The people who have thought about this "for 30+ years" and come to a different conclusion are charlatans. I don't know of a gentler way of putting it. What do you tell someone when they ask you to explain why someone who has been running a cult for 30 years isn't really talking directly to god?

Something to note on the more psychological end of things is that a person's ability to understand things is fundamentally limited by their understanding of their own emotions. The consequence of this is that you should also be thinking about how you're feeling when you're reading hysterical nonsense about the robot apocalypse, because that's going to affect how likely you are to believe things that aren't true. People often fixate on things that have a strong emotional valence, irrespective of their accuracy.

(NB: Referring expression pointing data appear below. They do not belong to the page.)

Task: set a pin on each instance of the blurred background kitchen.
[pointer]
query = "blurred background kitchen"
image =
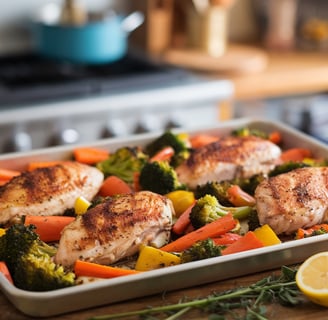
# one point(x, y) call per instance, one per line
point(77, 71)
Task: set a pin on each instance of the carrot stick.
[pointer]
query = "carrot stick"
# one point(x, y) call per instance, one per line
point(200, 140)
point(210, 230)
point(48, 228)
point(227, 238)
point(247, 242)
point(5, 271)
point(89, 269)
point(43, 164)
point(165, 154)
point(238, 197)
point(295, 154)
point(183, 221)
point(113, 185)
point(89, 155)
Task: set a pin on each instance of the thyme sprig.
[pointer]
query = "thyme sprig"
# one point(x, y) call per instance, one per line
point(280, 289)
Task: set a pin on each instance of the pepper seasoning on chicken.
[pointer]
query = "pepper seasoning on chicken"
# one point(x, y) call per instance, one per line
point(228, 158)
point(116, 228)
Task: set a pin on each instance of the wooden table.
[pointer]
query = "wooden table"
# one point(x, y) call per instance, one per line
point(305, 311)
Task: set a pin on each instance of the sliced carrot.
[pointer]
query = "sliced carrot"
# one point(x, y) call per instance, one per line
point(89, 269)
point(49, 228)
point(227, 238)
point(43, 164)
point(210, 230)
point(275, 137)
point(163, 155)
point(295, 154)
point(247, 242)
point(303, 233)
point(4, 270)
point(183, 221)
point(114, 185)
point(239, 198)
point(90, 155)
point(200, 140)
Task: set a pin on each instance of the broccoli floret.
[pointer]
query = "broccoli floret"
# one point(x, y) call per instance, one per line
point(159, 177)
point(253, 220)
point(169, 139)
point(246, 132)
point(203, 249)
point(30, 262)
point(208, 209)
point(123, 163)
point(286, 167)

ReasonableObjection t1_jefpe2n wrote on March 31, 2023 at 5:55 PM

Thank you so much for the thoughtful reply!
Will read into these and may reach out to you with other questions.
Edit - as far as how I'm feeling... at the moment just curious, been asking lots of questions about this the last few days and reading any resources people are kind enough to share :-)

WikiSummarizerBot t1_jefl95t wrote on March 31, 2023 at 5:28 PM

Landauer's principle

>Landauer's principle is a physical principle pertaining to the lower theoretical limit of energy consumption of computation. It holds that an irreversible change in information stored in a computer, such as merging two computational paths, dissipates a minimum amount of heat to its surroundings.

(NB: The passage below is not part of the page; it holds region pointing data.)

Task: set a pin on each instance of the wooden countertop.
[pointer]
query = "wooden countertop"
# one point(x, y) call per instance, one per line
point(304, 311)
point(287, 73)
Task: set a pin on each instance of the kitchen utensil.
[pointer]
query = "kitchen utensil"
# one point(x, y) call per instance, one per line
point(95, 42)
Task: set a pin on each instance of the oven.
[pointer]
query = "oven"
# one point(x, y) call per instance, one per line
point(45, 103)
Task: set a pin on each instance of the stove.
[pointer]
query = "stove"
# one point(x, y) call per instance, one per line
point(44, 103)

Solomonoff's theory of inductive inference

Solomonoff's uncomputability

>Unfortunately, Solomonoff also proved that Solomonoff's induction is uncomputable. In fact, he showed that computability and completeness are mutually exclusive: any complete theory must be uncomputable. The proof of this is derived from a game between the induction and the environment. Essentially, any computable induction can be tricked by a computable environment, by choosing the computable environment that negates the computable induction's prediction.

^([ )^(F.A.Q)^( | )^(Opt Out)^( | )^(Opt Out Of Subreddit)^( | )^(GitHub)^( ] Downvote to remove | v1.5)

dansmonrer t1_jedya4g wrote on March 31, 2023 at 9:33 AM

I don't think intelligence in general is something machine learning people even want to define. Psychologists do, with different schools of thought, including behaviorism (which has heavily influenced reinforcement learning, and of which BF Skinner was one of the main figures) and then cognitivism, theory of mind... The few attempts I have seen at the interesction of psychological science and ML have been heavily backlashed from both sides, for both justified but also unjustified reasons. The truth is some people will probably have to go against the tide at some point but they will also need to ground very well their approach in existing frameworks. Conclusion: try to be excellent in both psycho and ML, the field you are describing has yet to become scientific.

ReasonableObjection t1_jedzrt7 wrote on March 31, 2023 at 9:54 AM

Thank you for your detailed response. So to be clear you are saying that things like emergent goals in independent agents or those agents having convergent instrumental goals are made up or not a problem? Do you have any resources that would describe intelligence or solving the alignment problem in ways that are not dangerous? I’m aware of some research that looks promising but curious if you have others.

dansmonrer t1_jeg67bc wrote on March 31, 2023 at 7:47 PM

Not at all made up in my opinion! There just doesn't seem to be any consensual framework for the moment, and diverse people are scrambling to put relevant concepts together and often disagree on what makes sense. It's particularly hard for ai alignment because it requires you to define what are the dangers you want to speak of, and so to have a model of an open environment in which the agent is supposed to operate which currently we do not have any notion nor example of. This makes examples that people in ai alignment brought up very speculative and poorly grounded which allows for easy critic. I'm curious though if you have interesting research examples in mind!